No pude hacer nada, me pescó del cuello y con un movimiento me quitó el túper. Regresamos y mi abuelo los puso en la alacena con llave.

No pude dormir. Cerraba los ojos y los escuchaba tronar, brincando frenéticos, estrellando sus diminutos cuerpos en la tapa de cristal. Luego vinieron imágenes y recuerdos de cómo mi abuela hace la salsa, con el molcajete pulverizando chiles. Tenía que salvarlos y se me ocurrió esconder el mortero. Al otro día, la abuela estaba como loca buscándolo. Mientras, mi papá le reclamaba: —Ya, que la panza me arde.

Mi abuela sacó la licuadora y bajó el túper. Cortó la cebolla, el chile, el ajo y los jitomates. Después vertió el recipiente.

Todo pasó tan rápido.

Apretó el botón con el número seis. Y en un impulso instintivo y salvador metí la mano.

Mi abuela gritó. Yo también lo hice.

En el fondo me sentía la mano, no los había rescatado, pero una parte mía se había fundido con ellos y en el puré valíamos lo mismo, éramos iguales, indistintos. Les fallé, pero su muerte no fue en vano.

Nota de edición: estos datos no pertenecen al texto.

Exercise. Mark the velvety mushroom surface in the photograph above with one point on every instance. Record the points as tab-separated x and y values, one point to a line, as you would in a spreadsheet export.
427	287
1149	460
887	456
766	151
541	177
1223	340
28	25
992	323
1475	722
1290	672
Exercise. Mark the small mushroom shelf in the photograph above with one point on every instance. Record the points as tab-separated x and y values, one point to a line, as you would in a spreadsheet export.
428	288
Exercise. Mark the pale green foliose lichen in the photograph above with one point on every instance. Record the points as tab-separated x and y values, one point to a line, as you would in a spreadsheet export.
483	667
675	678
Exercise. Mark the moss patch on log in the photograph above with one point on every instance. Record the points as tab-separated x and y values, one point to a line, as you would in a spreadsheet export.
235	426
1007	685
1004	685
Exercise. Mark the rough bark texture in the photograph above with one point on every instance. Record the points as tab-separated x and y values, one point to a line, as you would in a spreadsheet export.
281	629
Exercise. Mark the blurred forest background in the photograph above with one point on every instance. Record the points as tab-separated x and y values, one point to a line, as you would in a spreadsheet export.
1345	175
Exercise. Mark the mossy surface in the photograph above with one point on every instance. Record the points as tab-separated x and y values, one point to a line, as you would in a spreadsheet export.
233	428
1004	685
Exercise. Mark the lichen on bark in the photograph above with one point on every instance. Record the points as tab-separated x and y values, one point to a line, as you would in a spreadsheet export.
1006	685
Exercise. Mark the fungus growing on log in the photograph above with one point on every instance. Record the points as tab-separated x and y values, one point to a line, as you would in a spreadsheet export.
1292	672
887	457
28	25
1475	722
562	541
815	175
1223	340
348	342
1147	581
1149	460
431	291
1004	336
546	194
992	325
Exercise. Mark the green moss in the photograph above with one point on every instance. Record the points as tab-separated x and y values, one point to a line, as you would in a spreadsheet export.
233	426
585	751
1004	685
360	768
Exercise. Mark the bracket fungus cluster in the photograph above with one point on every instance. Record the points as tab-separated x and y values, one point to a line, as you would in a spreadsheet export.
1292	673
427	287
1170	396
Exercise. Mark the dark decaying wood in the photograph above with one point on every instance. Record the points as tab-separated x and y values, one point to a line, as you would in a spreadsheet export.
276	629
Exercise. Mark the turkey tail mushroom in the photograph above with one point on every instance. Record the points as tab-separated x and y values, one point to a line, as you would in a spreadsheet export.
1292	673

Me llevaron al centro de salud, perdí el dedo índice y varios pedazos de los otros. Cuando regresamos a casa, mi abuelo veía el partido de futbol. Le reclamó a la abuela por su ausencia, pero le informó que se había curado la resaca magistralmente, la salsa había quedado buenísima.

Ahora lo sé, la vida huele a chicharrón. Y la amistad y la muerte tienen un mismo sabor: a la salsa de la abuela.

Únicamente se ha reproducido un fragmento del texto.